In 2012, I graduated with a statistics degree (BS) from the middle west where many companies hire data scientists to do simple analytics work. With my dream to do more predictive modeling work, I decided to go to the west coast and join the University of Washington to learn statistics in the master's program. One reason was that UW offered a great statistics program that most students chose to continue the Ph.D. program. The other reason was that Seattle had a few great high tech companies for me to explore opportunities at. However, although the MS program gave me a strong background in statistics theory, I found the industry moved so fast that my knowledge was falling behind the industry needs. In 2013-2014, I took Andrew's ML course on Youtube and Amazon hired me as a data scientist in the marketing department of Cloud Computing department (AWS). I figured that as a stats major I didn't have the knowledge in cloud computing or marketing, so in 2015 I took Coursera's big data specialization offered by UC San Diego, and the digital marketing specialization from UIUC. Later, I found another ML job at Amazon, using a lot of big data tools (Hadoop, spark, etc.) on AWS. After a year of settling down in San Francisco, this year, I decided to pick up the knowledge in deep learning. The first course of DL was fundamental but contained so much information that sometimes I needed to review several times because I forgot many statistical theories back in school. I thought it'd be very hard course but Andrew did a great job designing the curriculum where the theory and the application have a great balance for working people like me to start with. The amount of homework was much easier than I anticipated. I think for students who want to take the real challenge of coding, should hide Andrew's hint and write own functions. Overall, I like the Coursera courses and will continue to learn.

por AEAM

Jun 11, 2019

This course is great! I wish they would release a new version of the course where the math is visually explained instead of just handwriting by Dr. Ng. I think having to work with a small tablet really hapered his ability to develop the ideas as he was always trying to pack a lot of information on one ipad screen I would think that he could just stand in front of a white board and write on it with maybe hiring a sound technician this time? because despite the really high quality content of this course the audio is terrible and with the ipad screen not really doing justice to the writing, it really takes multiple viewings to figure out what's going on.

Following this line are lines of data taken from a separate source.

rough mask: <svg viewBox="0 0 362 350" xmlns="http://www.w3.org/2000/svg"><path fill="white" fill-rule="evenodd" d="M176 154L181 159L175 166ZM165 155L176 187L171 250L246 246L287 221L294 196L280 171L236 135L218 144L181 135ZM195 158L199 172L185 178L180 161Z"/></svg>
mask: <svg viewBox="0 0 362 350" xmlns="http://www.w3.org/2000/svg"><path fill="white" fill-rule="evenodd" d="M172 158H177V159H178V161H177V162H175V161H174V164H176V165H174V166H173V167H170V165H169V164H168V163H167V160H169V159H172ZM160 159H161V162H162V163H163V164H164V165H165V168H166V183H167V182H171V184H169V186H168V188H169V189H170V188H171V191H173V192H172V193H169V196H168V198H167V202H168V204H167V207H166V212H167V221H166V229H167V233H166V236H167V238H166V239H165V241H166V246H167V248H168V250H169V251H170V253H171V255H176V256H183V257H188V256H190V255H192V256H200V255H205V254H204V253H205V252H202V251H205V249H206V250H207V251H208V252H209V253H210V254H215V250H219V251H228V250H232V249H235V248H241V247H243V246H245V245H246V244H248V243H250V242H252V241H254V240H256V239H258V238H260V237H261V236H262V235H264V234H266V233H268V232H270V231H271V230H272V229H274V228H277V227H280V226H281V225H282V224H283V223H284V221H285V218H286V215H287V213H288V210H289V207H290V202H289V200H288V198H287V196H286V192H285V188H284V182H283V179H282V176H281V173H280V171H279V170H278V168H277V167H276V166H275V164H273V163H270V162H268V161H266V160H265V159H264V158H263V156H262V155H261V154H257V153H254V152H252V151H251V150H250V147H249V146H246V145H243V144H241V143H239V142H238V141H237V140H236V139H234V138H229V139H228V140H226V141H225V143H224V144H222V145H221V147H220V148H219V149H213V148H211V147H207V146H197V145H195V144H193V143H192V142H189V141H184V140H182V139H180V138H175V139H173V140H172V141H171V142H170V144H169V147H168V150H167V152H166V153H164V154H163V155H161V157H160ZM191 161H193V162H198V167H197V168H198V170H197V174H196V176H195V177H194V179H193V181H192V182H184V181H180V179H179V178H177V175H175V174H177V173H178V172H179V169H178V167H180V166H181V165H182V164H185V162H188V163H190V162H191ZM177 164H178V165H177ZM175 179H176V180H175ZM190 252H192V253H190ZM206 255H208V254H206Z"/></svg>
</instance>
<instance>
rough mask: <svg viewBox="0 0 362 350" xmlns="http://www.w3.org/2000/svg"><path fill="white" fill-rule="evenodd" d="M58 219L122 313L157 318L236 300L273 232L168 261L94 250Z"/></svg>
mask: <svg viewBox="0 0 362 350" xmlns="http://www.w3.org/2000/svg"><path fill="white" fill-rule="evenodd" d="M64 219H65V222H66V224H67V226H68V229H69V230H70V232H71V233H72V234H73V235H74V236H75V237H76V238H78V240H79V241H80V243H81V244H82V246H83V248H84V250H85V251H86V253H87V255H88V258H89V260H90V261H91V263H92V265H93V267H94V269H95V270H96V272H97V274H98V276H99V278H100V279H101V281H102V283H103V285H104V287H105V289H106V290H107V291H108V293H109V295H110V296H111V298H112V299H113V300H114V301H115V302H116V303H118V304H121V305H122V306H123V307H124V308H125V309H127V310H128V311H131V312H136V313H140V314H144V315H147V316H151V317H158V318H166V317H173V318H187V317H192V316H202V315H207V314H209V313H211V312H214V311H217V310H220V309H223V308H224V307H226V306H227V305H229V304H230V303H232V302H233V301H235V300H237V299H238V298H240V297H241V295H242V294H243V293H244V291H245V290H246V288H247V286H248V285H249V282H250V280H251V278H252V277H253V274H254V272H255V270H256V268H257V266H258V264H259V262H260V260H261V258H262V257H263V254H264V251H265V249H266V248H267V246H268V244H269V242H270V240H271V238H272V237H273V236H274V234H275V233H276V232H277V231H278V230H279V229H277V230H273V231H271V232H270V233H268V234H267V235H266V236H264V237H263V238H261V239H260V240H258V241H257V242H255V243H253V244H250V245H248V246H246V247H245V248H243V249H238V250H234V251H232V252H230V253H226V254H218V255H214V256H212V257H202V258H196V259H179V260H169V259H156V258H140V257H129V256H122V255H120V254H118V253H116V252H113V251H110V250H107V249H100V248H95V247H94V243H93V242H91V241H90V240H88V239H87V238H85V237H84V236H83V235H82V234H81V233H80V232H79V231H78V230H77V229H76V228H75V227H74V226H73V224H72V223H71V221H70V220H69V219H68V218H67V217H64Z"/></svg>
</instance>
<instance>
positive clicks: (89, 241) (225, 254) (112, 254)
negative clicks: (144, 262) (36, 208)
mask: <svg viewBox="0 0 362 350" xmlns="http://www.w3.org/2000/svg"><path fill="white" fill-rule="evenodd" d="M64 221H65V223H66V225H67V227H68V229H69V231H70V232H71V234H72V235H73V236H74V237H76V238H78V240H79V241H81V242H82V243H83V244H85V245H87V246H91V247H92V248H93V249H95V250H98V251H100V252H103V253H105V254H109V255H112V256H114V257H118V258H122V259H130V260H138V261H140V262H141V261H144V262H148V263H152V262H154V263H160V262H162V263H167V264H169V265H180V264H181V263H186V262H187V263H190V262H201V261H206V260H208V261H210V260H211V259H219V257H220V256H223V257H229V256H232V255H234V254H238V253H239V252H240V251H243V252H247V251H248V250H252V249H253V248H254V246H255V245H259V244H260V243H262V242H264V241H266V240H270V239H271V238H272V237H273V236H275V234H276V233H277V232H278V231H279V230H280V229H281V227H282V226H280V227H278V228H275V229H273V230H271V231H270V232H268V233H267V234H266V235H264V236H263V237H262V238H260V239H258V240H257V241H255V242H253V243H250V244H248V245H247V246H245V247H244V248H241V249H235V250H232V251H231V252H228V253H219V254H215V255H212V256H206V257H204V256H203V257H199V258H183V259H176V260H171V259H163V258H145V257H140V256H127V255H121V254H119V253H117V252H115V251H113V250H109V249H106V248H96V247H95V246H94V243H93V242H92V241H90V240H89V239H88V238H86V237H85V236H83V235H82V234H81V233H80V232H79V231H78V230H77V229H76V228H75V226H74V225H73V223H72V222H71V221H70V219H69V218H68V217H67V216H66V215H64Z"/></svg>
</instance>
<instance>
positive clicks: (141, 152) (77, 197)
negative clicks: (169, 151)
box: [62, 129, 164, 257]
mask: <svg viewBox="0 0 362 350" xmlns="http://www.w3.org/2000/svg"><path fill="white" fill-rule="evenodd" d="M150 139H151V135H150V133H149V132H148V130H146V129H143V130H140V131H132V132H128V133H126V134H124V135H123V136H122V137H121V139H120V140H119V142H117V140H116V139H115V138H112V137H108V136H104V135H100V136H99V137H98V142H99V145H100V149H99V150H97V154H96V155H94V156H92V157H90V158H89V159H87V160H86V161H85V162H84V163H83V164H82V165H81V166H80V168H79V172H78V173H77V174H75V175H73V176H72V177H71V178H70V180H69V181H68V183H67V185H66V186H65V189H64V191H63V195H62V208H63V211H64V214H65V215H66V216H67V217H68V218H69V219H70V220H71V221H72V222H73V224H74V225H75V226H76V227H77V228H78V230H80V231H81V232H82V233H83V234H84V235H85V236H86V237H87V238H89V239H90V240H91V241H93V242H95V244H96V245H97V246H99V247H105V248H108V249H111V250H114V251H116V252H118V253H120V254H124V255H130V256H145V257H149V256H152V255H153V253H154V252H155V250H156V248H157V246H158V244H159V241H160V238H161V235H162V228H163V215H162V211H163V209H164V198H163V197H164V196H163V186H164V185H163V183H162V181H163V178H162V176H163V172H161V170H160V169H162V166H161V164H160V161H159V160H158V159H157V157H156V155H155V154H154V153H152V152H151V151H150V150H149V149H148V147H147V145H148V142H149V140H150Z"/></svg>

I would also suggest that Dr Ng really should explain when which one is which when he is using Y vs y and X vs x ... I'm sure it's crystal clear in his mind but for newbies like me, it can be confusing at times when there they write x but mean X (and vice versa)...

I still think this course is brilliant and it really cleared many concepts in my mind. It answered a lot of questions I've had after watching the course. So if you're doing the courses, you should definitely at least audit the deep specialization courses and tbh, $50/mo is a steal for the calibre of information that is on offer (video/audio and ipad issues notwithstanding )

Work through it and you will find it extremely rewarding! Don't give up, keep going and if you feel frustrated, take a break and rewatch the videos the next day after a good night's sleep. It really helped me that I watched and rewatched video lectures, did the quiz, failed and came back to understand why I couldn't answer quiz answers. Good luck to all and Thank you to Dr Ng for making this available to us free of charge (if we wish to audit) I would buy the specialization though, since it is worth every penny and then some!